Re: [Python-Dev] PEP 393 Summer of Code Project

25 Aug 2011


      Am 25.08.2011 11:39, schrieb Stephen J. Turnbull:
...
"Martin v. Löwis" writes:
...
No, that's explicitly *not* what C6 says. Instead, it says that a
process that treats s1 and s2 differently shall not assume that others
will do the same, i.e. that it is ok to treat them the same even though
they have different code points. Treating them differently is also
conforming.
Then what requirement does C6 impose, in your opinion?
In IETF terminology, it's a weak SHOULD requirement. Unless there are
reasons not to, equivalent strings should be treated differently. It's
a weak requirement because the reasons not to treat them equivalent are
wide-spread.
...
- Ideally, an implementation would *always* interpret two
  canonical-equivalent sequences *identically*.  There are practical
  circumstances under which implementations may reasonably distinguish
  them.  (Emphasis mine.)
Ok, so let me put emphasis on *ideally*. They acknowledge that for
practical reasons, the equivalent strings may need to be
distinguished.
...
The examples given are things like "inspecting memory representation
structure" (which properly speaking is really outside of Unicode
conformance) and "ignoring collation behavior of combining sequences
outside the repertoire of a specified language."  That sounds like
"Special cases aren't special enough to break the rules. Although
practicality beats purity." to me.  Treating things differently is an
exceptional case, that requires sufficient justification.
And the common justification is efficiency, along with the desire
to support the representation of unnormalized strings (else there
would be an efficient implementation).
...
If our process is working with an external process (the OS's file
system driver) whose definition includes the statement that "File
names are sequences of Unicode characters", then C6 says our process
must compare canonically equivalent sequences that it takes to be file
names as the same, whether or not they are in the same normalized
form, or normalized at all, because we can't assume the file system
will treat them as different.
It may well happen that this requirement is met in a plain Python
application.
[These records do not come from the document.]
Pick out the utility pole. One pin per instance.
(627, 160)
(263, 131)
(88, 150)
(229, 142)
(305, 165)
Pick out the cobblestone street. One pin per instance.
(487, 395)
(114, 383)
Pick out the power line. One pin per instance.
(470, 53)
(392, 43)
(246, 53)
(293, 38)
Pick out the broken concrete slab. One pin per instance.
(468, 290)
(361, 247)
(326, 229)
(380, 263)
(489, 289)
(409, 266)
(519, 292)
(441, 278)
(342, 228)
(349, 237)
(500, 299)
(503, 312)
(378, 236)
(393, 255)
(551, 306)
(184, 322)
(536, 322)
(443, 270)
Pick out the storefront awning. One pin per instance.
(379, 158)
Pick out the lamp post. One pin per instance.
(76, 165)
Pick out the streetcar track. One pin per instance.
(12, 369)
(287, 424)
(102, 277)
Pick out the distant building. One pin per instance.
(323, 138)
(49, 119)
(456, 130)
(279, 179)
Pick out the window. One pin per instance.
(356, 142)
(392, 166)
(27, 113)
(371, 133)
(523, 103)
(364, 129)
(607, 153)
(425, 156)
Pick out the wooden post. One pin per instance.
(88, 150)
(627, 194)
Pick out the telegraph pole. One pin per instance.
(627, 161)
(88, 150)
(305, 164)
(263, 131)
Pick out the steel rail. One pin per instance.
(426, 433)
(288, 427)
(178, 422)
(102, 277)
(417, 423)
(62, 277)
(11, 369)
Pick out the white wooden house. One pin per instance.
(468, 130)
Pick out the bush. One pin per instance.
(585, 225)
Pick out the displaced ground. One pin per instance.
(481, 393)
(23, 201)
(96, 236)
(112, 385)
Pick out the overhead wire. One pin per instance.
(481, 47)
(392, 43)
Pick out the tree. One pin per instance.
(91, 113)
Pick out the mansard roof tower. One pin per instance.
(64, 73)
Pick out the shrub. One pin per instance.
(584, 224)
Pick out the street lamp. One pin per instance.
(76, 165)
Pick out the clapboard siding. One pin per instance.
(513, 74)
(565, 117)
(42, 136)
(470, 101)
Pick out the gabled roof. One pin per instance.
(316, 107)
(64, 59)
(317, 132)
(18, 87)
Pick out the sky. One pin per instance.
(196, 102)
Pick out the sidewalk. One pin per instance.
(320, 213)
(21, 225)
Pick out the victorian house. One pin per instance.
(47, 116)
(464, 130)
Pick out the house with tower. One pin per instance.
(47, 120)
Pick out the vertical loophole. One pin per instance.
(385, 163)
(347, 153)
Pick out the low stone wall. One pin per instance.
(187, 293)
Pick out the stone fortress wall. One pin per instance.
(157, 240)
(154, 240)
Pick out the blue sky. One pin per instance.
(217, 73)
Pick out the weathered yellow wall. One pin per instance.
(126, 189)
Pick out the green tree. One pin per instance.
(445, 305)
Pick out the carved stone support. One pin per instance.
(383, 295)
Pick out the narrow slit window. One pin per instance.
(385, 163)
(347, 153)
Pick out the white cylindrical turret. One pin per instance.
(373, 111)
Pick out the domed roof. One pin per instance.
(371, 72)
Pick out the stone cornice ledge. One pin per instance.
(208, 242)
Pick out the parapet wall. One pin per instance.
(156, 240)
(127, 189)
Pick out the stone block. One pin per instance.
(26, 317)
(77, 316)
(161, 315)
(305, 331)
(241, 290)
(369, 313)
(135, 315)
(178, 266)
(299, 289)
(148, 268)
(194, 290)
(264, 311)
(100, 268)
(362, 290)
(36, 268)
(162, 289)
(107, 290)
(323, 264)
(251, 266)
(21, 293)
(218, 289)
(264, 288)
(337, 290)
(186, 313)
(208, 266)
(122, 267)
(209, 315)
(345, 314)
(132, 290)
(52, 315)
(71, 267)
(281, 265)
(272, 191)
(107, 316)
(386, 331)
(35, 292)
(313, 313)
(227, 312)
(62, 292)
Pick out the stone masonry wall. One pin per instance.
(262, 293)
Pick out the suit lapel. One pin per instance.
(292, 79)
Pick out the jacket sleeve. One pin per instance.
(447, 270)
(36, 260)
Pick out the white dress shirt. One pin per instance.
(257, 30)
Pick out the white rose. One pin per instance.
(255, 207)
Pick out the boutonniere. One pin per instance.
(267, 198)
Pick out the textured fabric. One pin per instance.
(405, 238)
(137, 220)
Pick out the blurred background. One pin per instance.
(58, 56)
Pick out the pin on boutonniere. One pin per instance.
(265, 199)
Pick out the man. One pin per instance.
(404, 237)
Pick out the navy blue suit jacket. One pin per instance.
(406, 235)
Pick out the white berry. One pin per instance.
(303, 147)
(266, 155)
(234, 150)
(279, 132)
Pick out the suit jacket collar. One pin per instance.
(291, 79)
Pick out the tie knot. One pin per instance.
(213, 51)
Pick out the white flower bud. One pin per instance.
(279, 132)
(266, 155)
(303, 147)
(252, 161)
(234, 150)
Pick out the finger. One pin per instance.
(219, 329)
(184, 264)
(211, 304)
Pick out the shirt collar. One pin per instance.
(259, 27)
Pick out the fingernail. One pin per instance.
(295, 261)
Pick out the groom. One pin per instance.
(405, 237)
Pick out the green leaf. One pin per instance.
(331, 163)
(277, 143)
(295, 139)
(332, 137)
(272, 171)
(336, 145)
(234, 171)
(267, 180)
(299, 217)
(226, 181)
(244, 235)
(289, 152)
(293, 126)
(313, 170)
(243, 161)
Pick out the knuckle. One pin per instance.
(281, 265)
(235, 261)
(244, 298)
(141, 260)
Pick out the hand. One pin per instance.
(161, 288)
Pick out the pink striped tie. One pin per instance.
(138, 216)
If the file system and GUI libraries always return
NFD strings, then the Python process *will* compare equivalent
sequences correctly (since it won't ever get any other
representations).
...
*Users* will certainly take the viewpoint that two strings that
display the same on their monitor should identify the same file when
they use them as file names.
Yes, but that's the operating system's choice first of all.
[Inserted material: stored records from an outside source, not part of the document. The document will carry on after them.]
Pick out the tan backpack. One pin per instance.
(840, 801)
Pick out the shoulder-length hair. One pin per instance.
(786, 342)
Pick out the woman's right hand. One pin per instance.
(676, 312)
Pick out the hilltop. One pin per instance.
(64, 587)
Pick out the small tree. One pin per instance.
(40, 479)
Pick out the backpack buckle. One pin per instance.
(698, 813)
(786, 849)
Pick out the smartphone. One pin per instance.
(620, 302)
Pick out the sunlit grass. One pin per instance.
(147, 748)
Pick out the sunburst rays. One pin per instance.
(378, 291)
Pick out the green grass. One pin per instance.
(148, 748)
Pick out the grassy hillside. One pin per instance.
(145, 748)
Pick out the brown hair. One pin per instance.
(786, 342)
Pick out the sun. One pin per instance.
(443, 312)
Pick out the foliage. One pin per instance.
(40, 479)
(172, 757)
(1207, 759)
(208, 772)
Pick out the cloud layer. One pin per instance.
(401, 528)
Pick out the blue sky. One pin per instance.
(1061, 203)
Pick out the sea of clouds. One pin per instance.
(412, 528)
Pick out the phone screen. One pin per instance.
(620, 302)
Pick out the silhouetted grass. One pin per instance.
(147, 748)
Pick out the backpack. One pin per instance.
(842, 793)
Some operating systems do allow file names in a single directory
that are equivalent yet use different code points. Python then
needs to support this operating system, despite the permission of the
Unicode standard to ignore the difference.
...
I'm simply saying that the current
implementation of strings, as improved by PEP 393, can not be said to
be conforming.
I continue to disagree. The Unicode standard deliberately allows
Python's behavior as conforming.
...
I would like to see something much more conformant done as a separate
library (the Python Components for Unicode, say), intended to support
users who need character-based behavior, Unicode-ly correct collation,
etc., more than efficiency.
Wrt. normalization, I think all that's needed is already there.
Applications just need to normalize all strings to a normal form of
their liking, and be done. That's easier than using a separate library
throughout the code base (let alone using yet another string type).

Regards,
Martin